You probably also know the hope that followed the disappointment. All throughout my pregnancy, which was really isolated, I held onto the image of their first Thanksgiving with the family. When that couldn’t happen safely, I thought, there’s next year but of course, next year didn’t happen either. I know there’s plenty of time for my toddler to experience big family get-togethers, but for now, my heart is hurting. When we do finally gather again, it’s going to be bittersweet.
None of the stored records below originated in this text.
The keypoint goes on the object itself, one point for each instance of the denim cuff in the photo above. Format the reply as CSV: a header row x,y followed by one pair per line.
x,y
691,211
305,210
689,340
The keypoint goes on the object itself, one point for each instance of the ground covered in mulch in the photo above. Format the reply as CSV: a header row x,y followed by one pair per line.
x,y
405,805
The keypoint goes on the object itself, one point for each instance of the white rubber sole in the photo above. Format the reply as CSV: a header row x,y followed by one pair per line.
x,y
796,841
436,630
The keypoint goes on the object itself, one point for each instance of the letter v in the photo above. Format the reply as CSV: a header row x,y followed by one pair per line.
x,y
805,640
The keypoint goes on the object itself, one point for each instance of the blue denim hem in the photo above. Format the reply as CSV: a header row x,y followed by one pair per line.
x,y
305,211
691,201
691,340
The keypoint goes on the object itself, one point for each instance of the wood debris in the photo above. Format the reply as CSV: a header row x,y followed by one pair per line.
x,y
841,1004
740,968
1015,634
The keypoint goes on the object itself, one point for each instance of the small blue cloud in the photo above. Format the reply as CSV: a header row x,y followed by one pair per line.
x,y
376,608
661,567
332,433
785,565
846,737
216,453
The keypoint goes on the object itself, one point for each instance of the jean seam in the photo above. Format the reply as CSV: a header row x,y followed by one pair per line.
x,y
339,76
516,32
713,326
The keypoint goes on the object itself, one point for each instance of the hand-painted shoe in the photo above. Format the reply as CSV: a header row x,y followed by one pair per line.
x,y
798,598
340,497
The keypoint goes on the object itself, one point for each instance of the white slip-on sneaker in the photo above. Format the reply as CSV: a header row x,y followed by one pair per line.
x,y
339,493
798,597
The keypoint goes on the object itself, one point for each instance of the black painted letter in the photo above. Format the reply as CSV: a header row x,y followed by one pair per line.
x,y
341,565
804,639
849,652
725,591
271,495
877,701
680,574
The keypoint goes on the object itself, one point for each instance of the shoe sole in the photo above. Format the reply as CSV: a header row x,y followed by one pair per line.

Considering my thoughts returned to my family every time I started this editorial, it’s appropriate that each story in the issue links food to relationships. They are all unique in tone, voice, and approach to the prompt, yet there’s this shared examination of connection with others or longing to connect. This wasn’t something I was actively looking for, but it clearly resonated with me. I really can’t wait for you to read these incredible stories when the issue drops tomorrow. It’s been so hard keeping them all to myself.

I appreciate you taking the time to read this editorial, and I hope it finds you well!